Cyclists’ concerns about trams ‘unique’ to Ireland
Head of Transdev says similar issues are not as prevalent in other countries
Ireland is “unique” in the way it has highlighted concerns by cyclists as the Luas Cross City is rolled out in Dublin, according to the tram operator’s managing director who says similar issues are not as prevalent in other countries.
Narrow gaps in the tramlines have become of particular concern as the upgraded rail service now criss-crosses the capital, bisecting some of the busiest parts of the city.
But while cyclists discuss near misses and even injuries, Peter Lunden-Welden, head of Transdev, says the debate has left him somewhat surprised, particularly given the Luas’s potential to reduce inner-city traffic.
“When you come to [the question of] bicycles ...most cities I have been involved [with] that’s not in a discussion. It is more, you know, the relationship between cars and trams,” he said, ahead of next Saturday’s Cross City launch.

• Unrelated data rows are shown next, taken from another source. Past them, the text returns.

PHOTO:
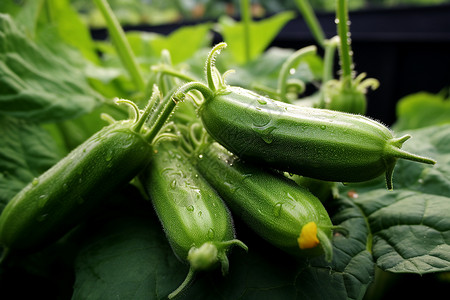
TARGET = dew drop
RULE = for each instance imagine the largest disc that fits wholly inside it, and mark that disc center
(277, 209)
(108, 155)
(42, 200)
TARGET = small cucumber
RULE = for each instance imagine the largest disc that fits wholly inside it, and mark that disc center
(195, 220)
(317, 143)
(276, 208)
(73, 188)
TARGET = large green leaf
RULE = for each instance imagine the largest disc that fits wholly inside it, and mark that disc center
(410, 226)
(261, 34)
(127, 256)
(181, 43)
(37, 85)
(26, 151)
(71, 28)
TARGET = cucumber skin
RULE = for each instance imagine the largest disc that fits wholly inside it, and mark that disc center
(318, 143)
(73, 188)
(188, 208)
(275, 207)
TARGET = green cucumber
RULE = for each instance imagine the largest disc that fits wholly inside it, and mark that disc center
(275, 207)
(318, 143)
(196, 222)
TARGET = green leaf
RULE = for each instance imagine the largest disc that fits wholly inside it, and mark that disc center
(26, 151)
(37, 85)
(128, 256)
(409, 226)
(262, 34)
(421, 110)
(71, 28)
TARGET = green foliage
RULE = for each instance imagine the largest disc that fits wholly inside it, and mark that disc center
(49, 76)
(421, 110)
(261, 34)
(26, 151)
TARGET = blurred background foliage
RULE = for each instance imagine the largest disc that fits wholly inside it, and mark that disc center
(155, 12)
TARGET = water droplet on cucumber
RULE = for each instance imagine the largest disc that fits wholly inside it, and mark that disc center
(211, 233)
(277, 209)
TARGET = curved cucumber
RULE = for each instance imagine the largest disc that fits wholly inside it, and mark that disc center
(275, 207)
(195, 220)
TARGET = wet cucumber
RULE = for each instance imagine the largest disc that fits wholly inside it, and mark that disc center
(196, 222)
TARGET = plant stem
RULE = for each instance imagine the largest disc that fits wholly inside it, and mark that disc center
(328, 61)
(343, 32)
(120, 42)
(311, 21)
(246, 18)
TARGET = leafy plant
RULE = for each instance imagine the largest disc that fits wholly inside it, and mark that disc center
(52, 92)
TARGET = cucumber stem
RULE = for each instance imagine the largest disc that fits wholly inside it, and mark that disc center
(210, 64)
(343, 32)
(160, 116)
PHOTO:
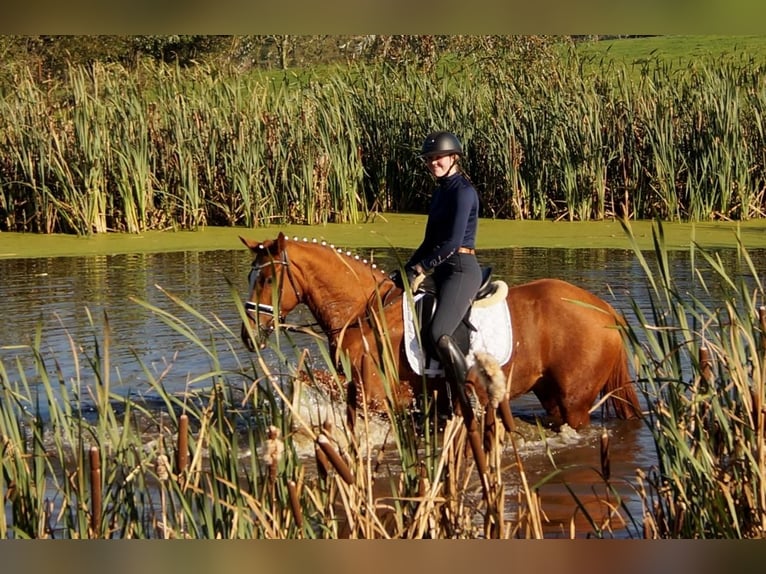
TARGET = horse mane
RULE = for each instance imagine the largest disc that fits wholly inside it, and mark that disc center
(274, 246)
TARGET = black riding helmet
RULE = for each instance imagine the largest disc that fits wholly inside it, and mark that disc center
(440, 143)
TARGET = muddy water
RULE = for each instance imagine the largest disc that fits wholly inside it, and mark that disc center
(69, 300)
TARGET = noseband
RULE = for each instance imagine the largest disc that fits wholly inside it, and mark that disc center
(256, 309)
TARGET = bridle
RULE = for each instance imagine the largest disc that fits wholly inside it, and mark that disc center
(254, 310)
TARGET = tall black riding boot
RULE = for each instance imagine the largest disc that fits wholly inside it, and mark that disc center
(455, 367)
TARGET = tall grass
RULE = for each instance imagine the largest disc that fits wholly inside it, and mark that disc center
(702, 369)
(569, 138)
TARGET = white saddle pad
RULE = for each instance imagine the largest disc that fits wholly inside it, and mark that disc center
(493, 335)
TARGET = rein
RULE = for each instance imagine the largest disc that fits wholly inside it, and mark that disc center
(308, 328)
(263, 308)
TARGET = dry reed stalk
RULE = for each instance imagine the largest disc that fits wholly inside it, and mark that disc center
(95, 487)
(335, 459)
(295, 503)
(606, 470)
(182, 452)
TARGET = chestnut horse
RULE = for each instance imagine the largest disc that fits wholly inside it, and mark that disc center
(568, 346)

“I was quite surprised finding that this is a main issue.”
Lunden-Welden is well placed to make this observation. His role at the centre of major transport projects has brought him around the world, including an initial posting in Dublin in 2004 when the Luas made its first tentative reach from the centre into suburbia.
Most recently he was chief executive of the Seoul Line 9 Operation in South Korea, a piece of infrastructure that dwarfs Dublin’s tram system. The subway accommodates about four billion customer journeys per year. Trains arrive every two minutes, bringing 2,500 people around the metropolis.
As well as Dublin, Lunden-Welden oversaw the laying of new tramways in Barcelona and Stockholm in his native Sweden, where safety issues and public awareness campaigns were part of easing the public into familiarity.
He is certainly not dismissive of the concerns of cyclists – rather his holistic view of city transportation networks focuses on the benefit of reducing traffic, a byproduct he considers of greater value to cyclists.
There is still the need, however, for the kind of safety campaigns he has implemented as part of tram launches.
“I see a lot of people walking in the city centre, crossing the street and they have their headphones. That’s the problem for a car, for a tram, for a bus, that even if they drive very slowly they can’t rely on people because of these headphones,” he says.
In Amsterdam, he says, trams and bicycles normally use the same lanes “because they think that trams and bicycles are working together. They don’t want to have the bicycles together with the cars.”
Dublin has come a long way since Lunden-Welden arrived here 14 years ago. Compared to then, he says, there is more “close cooperation” in developing public transport.
Trams in 2004 were regarded as “hate objects” for many people put off by construction works, and the eventual outcome – a “marvellous” service – was not clear at the time. This service, he believes, is on the eve of a major leap forward.
“Instead of walking you have now a tram stop. At the moment the green line stops at Stephen’s Green and we have 30,000 passengers leaving our trams at St Stephen’s Green and walking. How many of them will now use the Luas Cross City? Probably a majority.”
Even though Dublin came slightly late to the tram revolution compared to other European capitals, he believes the decision taken in the 1990s was an “historic, wise” one, and the completion of the Cross City will help broaden the horizon of possibility for commuters.
As the city continues its targeting of “through traffic”, the Luas head believes the concept of removing cars from cities is “a good idea and you should do it”, although he qualifies that by including taxis as part of the public transport ecosystem.
He points to the successful changes to the city’s north quays as part of the Cross City works; something that has improved travel times for buses and can only benefit the experience of commuters.
The availability and visibility of successful transport planning is central to convincing motorists to switch, and Lunden-Welden fondly recalls the transformation of the Naas Road when the original red line first opened.
“The tram goes down there at 70kph and the cars were queuing,” he remembers. “[Since then] we have had to extend our park-and-ride here in Red Cow a lot of times because [now] more and more people use the car from outside to the Red Cow and park the car here. They saw the trams.”